The result is a classic “distribution shortage” scenario: the resource formally exists, but it does not always reach end consumers evenly. This manifests itself in the form of lines at gas stations, temporary sales bans, or limits on fuel dispensing.
Fuel: From Rationing to the Black Market
At various times over the past few weeks, restrictions on gasoline sales have been reported—ranging from rationing systems to a complete suspension of sales to private individuals. Such measures are usually introduced not because of a complete lack of supply, but due to uneven distribution and an attempt to stabilize fuel stocks at gas stations. Under such conditions, secondary markets quickly emerge—including private sales, resale, or price gouging at locations with remaining stock.
Another factor is the rise in delivery costs. As logistics become more complex, each stage of transportation adds to the final price, creating sharp price gaps between the official and informal market segments.
Food and the Consumer Market
Alongside fuel, fluctuations are being observed in the market for staple goods.
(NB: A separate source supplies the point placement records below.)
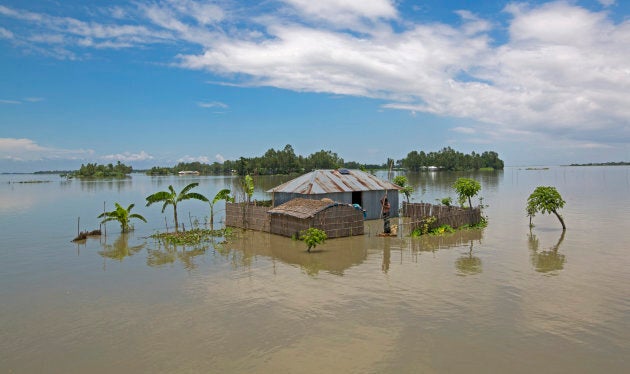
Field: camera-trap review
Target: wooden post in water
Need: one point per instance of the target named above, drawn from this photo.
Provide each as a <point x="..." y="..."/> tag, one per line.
<point x="105" y="224"/>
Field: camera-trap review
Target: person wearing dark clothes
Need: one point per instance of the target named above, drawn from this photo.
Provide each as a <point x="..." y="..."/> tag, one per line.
<point x="385" y="205"/>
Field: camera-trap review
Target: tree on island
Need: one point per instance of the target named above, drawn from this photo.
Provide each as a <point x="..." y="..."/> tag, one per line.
<point x="313" y="237"/>
<point x="171" y="197"/>
<point x="122" y="215"/>
<point x="545" y="200"/>
<point x="466" y="188"/>
<point x="407" y="190"/>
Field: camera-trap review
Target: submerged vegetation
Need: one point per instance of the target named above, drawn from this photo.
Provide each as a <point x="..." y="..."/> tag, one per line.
<point x="171" y="197"/>
<point x="285" y="161"/>
<point x="192" y="237"/>
<point x="122" y="215"/>
<point x="545" y="200"/>
<point x="313" y="237"/>
<point x="119" y="170"/>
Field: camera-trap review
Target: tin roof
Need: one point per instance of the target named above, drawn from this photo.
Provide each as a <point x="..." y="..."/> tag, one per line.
<point x="302" y="208"/>
<point x="333" y="181"/>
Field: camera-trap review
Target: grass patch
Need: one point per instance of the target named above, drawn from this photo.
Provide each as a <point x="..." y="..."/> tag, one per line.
<point x="192" y="237"/>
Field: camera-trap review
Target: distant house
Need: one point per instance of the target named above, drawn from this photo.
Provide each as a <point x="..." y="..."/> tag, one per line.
<point x="342" y="186"/>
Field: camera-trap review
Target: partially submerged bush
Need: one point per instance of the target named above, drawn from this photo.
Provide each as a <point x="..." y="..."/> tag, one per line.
<point x="313" y="237"/>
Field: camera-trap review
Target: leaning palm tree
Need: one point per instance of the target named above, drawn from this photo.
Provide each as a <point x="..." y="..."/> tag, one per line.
<point x="171" y="197"/>
<point x="122" y="215"/>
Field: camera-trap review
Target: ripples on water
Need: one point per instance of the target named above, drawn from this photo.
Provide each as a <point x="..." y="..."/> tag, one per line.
<point x="504" y="299"/>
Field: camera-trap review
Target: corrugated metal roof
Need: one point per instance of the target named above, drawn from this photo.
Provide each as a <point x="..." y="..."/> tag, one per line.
<point x="332" y="181"/>
<point x="302" y="208"/>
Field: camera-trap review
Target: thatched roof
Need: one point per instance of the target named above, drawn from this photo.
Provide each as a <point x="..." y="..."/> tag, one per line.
<point x="333" y="181"/>
<point x="302" y="208"/>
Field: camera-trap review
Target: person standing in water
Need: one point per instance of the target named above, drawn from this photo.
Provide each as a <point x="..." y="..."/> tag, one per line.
<point x="385" y="211"/>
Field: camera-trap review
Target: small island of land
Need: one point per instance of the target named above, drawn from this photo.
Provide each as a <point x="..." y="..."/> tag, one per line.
<point x="620" y="163"/>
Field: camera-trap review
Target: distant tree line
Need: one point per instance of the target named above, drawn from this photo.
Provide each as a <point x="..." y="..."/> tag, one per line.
<point x="612" y="163"/>
<point x="285" y="161"/>
<point x="94" y="170"/>
<point x="282" y="161"/>
<point x="449" y="159"/>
The most frequently mentioned items are those with high logistical dependence—grains, sugar, and basic grocery items.
Under such conditions, wholesale prices may converge with retail prices, indicating a breakdown of the usual multi-tiered supply chain. This does not necessarily mean a shortage of goods, but it does point to a reduction in inventory buffers and less predictable supply.
Logistics as the Key Node of the Problem
Analysts refer to this situation as a “managed shortage,” which occurs when the system is still functioning but is operating under constant constraints.
The key point here is not a lack of resources per se, but the difficulty in ensuring their stable delivery. Under such conditions, any logistics system begins to operate unevenly: some regions are better supplied, while others are worse off.
Transportation and Infrastructure Pressures
The transportation sector deserves special mention. There are reports of difficulties with bus and shuttle services due to risks on certain routes and changes in logistics routes.
This creates an additional domino effect: if transportation becomes more difficult, delivery costs rise; if delivery costs rise, the price of goods increases; and if prices rise, affordability for the population declines.
Energy and Infrastructure
Some reports point to instability in the energy infrastructure, which also affects logistics and the operation of urban systems. Periodic power outages or restrictions on energy supply further complicate the operation of gas stations, warehouses, and cold chains. Under such conditions, infrastructure problems begin to reinforce one another: fuel affects transportation, transportation affects supply, and energy affects all other links in the chain.
The situation in Crimea does not appear to be a sudden collapse, but rather a cumulative crisis of logistics and infrastructure. It is shaped by the intersection of three factors: complicated supply routes, limited reserves, and rising delivery costs. The result is an unstable equilibrium: basic needs are partially met, but with constant disruptions, rationing, and price fluctuations—which is the main hallmark of a “managed shortage” that is gradually evolving into a systemic problem.